映画評「路上の霊魂」

 松竹キネマ配給 松竹キネマ研究所製作
 監督・出演 村田実 指導・出演 小山内薫 脚色 牛原虚彦

 父の反対を押し切り、バイオリニストを目指して上京した浩一郎は、夢破れて妻と娘を連れて実家に戻ってくる。しかし、父は浩一郎を許さず、猛吹雪の中を家から追い出す。一方で、出獄してきた2人組が、食べ物ほしさから、金持ちの家庭に侵入しようとする。

 当時まだできたばかりの松竹キネマの中で、それまでの引き写し的な映画からの脱却を目指して、演劇界から小山内薫を招いて作られたのが、松竹キネマ研究所であった。

 「路上の霊魂」は、そんな松竹キネマ研究所の作品らしく、非常に野心的な作品である。心情を表現するのに二重写しを使ったり、2つのエピソードを対比させて「憐れみ」について考えさせるためにカット・バックを使ったりと、それまでの日本映画にはなかった試みがなされている。

 バタ臭い(西洋的、西洋かぶれである)と批判されたらしい。確かに、オープニングに大仰なタイトルが出る点がD・W・グリフィスの映画を見るようだ。金持ちの令嬢の描写もまた、当時のアメリカ映画のどこかで見たことがあるようなものだ。

 良くも悪くも、「路上の霊魂」は欧米、特にアメリカ映画の影響を受けている。そして、内容も演出も、正直言って焼き直しといってしまってもいい。

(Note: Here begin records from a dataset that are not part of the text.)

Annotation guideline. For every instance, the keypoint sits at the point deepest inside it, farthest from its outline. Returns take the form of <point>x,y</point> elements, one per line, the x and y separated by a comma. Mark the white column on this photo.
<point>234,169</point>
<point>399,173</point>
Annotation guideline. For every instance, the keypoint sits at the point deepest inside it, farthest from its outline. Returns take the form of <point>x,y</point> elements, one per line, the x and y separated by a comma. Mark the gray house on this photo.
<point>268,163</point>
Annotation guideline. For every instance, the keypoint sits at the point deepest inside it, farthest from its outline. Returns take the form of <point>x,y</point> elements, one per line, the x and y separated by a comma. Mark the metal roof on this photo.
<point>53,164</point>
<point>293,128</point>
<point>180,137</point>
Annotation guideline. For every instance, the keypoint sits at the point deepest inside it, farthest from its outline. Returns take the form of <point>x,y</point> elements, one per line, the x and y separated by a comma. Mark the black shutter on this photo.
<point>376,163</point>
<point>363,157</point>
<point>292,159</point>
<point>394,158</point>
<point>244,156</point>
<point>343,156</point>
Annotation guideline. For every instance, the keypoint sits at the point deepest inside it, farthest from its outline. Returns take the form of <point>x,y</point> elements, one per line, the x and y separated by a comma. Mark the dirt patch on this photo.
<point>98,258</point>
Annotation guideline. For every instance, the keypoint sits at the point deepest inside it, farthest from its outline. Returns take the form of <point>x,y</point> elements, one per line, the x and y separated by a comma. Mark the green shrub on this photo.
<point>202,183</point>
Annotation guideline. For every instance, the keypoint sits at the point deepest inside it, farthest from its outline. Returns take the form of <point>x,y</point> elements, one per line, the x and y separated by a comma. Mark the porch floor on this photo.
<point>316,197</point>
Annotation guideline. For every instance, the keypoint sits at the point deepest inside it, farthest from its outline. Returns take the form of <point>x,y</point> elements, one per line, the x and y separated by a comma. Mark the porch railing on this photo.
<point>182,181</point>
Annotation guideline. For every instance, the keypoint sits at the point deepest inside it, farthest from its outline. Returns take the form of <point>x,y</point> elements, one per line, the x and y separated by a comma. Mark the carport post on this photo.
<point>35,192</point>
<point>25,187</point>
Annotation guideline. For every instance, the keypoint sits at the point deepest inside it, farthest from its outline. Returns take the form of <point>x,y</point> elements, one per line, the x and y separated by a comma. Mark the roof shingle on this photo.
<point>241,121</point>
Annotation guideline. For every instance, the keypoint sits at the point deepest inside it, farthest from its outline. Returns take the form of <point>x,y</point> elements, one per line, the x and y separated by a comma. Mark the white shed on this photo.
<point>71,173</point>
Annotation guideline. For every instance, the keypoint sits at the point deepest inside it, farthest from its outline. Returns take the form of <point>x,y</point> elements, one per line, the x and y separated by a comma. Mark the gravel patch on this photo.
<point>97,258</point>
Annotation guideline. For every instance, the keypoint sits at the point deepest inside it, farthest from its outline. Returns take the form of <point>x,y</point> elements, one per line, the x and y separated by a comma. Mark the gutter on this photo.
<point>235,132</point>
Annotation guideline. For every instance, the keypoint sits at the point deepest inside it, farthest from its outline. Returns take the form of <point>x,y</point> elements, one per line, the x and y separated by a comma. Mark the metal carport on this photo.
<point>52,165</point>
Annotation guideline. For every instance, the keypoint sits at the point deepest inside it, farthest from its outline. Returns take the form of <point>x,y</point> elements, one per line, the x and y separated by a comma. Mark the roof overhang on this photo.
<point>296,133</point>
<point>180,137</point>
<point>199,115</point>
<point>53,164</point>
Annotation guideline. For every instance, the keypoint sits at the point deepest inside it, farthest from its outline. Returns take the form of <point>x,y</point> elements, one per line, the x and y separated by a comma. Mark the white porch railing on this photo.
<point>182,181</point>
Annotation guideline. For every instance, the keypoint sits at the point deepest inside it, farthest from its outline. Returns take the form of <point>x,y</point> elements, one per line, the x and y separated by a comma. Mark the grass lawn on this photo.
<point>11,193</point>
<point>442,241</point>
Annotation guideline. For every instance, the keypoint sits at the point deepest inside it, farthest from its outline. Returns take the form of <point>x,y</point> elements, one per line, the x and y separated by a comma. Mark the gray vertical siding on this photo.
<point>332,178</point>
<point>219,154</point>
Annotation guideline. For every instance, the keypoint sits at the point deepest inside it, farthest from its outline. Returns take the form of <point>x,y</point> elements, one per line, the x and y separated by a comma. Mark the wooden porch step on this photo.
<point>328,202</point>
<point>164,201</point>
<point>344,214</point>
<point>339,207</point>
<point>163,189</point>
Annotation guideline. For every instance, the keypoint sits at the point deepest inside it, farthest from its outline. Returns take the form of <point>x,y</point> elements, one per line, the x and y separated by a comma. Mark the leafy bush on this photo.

だが、当時の日本映画が、この作品を特筆すべき映画として取り上げなければならない状況だったということを忘れてはならない。

 身も蓋もない言い方をしてしまうと、現在からみると、「路上の霊魂」は普通の映画だ。当時の日本映画は世界の映画と比べて独自の存在であった。私は、普通の存在である「路上の霊魂」よりも、独自の存在であった当時の他の日本映画をもっと見てみたい。